September 3, 2014
by Meg Daly
By Barbara Gutierrez, UM News
An art gallery, a sculpture garden, an elevated park, a soccer field, and plenty of luscious landscapes and bike paths for residents to enjoy. Those are among some of the improvements proposed by a group of University of Miami School of Architecture students for a 10-mile stretch of land underneath Miami’s Metrorail. The students’ designs, presented to an audience of about 100 community leaders, government officials, and professors last Tuesday at the school’s Korach Gallery, would transform Metrorail’s M-Path corridor, which runs from Dadeland South to the Brickell station, into an ideal area for pedestrians and bicyclists. With the changes would also come a new name—GreenLink (now The Underline)—and better connectivity between municipalities such as Miami, South Miami, and Coral Gables. “We taught this studio in a very unusual way,” said Professor Rocco Ceo, who led the design studio with Professor Ray Fort. “We had a lot of people involved from day one, giving input constantly.”

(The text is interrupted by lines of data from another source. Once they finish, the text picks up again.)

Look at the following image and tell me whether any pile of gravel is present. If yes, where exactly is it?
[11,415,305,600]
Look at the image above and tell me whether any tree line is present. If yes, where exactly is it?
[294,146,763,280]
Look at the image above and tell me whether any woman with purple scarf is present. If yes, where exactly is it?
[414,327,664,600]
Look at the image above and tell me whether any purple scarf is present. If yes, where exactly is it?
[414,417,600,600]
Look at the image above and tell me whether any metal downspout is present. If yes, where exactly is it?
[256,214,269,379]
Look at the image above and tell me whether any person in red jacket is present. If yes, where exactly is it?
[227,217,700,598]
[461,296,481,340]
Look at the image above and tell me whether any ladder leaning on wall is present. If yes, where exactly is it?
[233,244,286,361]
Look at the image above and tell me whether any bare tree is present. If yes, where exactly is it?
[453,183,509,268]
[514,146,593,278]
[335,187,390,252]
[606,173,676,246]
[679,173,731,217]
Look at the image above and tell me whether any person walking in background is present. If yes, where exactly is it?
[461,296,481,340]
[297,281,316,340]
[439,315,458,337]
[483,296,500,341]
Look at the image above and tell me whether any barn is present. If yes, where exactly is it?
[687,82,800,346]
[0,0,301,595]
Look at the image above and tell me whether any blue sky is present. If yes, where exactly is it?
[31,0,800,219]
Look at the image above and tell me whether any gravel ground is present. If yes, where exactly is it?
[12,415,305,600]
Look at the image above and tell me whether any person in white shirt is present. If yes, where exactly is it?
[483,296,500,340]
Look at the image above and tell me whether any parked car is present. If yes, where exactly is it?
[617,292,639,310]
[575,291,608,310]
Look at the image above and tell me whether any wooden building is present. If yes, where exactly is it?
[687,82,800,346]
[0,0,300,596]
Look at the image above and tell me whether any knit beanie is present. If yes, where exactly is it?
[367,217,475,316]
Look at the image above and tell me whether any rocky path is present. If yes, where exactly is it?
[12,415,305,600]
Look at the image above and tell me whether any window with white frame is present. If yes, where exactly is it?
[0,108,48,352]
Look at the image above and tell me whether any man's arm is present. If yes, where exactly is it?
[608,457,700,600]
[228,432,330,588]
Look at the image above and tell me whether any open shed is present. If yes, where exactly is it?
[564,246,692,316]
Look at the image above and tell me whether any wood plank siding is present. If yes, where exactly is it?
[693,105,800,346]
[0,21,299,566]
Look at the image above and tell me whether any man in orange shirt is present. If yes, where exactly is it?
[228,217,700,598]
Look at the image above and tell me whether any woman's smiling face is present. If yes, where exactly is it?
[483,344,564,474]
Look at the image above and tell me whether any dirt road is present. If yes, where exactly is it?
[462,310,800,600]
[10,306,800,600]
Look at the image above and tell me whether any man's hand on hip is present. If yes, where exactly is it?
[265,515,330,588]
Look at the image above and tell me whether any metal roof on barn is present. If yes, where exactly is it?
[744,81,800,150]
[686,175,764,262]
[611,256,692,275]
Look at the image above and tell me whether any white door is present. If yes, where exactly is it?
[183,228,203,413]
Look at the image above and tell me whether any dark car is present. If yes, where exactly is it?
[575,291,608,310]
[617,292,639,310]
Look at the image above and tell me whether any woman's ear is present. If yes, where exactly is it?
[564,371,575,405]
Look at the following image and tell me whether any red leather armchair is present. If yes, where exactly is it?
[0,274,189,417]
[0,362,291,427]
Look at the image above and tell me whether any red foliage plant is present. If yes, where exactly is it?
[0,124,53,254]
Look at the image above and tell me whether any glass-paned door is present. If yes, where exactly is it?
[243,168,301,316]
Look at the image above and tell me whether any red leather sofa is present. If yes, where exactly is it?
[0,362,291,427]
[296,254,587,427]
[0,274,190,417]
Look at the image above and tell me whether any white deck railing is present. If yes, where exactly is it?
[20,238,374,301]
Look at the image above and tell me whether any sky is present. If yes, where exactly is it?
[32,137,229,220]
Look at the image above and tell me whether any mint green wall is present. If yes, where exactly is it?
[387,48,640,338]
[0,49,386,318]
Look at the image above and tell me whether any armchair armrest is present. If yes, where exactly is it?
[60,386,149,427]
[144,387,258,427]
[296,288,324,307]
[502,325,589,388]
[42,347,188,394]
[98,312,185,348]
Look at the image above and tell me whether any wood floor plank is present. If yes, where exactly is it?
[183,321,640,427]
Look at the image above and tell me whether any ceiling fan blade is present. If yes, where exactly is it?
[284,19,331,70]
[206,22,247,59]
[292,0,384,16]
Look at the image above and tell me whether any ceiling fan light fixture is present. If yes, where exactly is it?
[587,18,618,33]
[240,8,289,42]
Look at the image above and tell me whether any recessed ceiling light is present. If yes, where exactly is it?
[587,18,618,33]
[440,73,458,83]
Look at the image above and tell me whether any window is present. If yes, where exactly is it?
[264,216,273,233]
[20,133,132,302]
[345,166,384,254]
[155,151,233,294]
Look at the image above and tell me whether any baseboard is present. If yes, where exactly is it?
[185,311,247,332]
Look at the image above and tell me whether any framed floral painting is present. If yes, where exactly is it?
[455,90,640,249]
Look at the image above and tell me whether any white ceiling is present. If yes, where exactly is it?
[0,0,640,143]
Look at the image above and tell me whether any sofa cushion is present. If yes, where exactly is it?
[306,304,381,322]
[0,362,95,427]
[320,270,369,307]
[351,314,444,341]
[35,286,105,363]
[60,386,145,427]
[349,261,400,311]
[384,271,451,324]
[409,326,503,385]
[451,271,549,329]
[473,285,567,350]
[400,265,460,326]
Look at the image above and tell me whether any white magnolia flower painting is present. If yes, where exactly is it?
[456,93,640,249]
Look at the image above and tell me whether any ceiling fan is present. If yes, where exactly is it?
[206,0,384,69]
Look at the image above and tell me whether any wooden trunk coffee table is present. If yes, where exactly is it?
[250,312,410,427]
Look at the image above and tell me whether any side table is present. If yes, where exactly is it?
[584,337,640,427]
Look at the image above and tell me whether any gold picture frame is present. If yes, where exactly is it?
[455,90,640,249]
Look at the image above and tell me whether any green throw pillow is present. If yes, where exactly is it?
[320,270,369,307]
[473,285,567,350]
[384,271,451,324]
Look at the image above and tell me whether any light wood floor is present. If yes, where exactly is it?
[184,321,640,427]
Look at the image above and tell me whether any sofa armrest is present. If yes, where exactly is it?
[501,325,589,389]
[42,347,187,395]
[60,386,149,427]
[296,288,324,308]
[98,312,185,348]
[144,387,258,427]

Many of those people attended Tuesday’s presentation, including members of the Miami-Dade County Parks, Recreation and Open Spaces Department, Miami-Dade Transit, CoralGables Mayor Jim Cason, South Miami Mayor Phillip Stoddard, and Meg Daly, who came up with the idea of turning M-Path into The Underline and now heads a nonprofit aimed at promoting the plan. During the presentation, Alina Hudak, deputy mayor of Miami-Dade County, recognized the School of Architecture, CEO, and Interim Dean Denis Hector for participating in a project that could transform the entire community.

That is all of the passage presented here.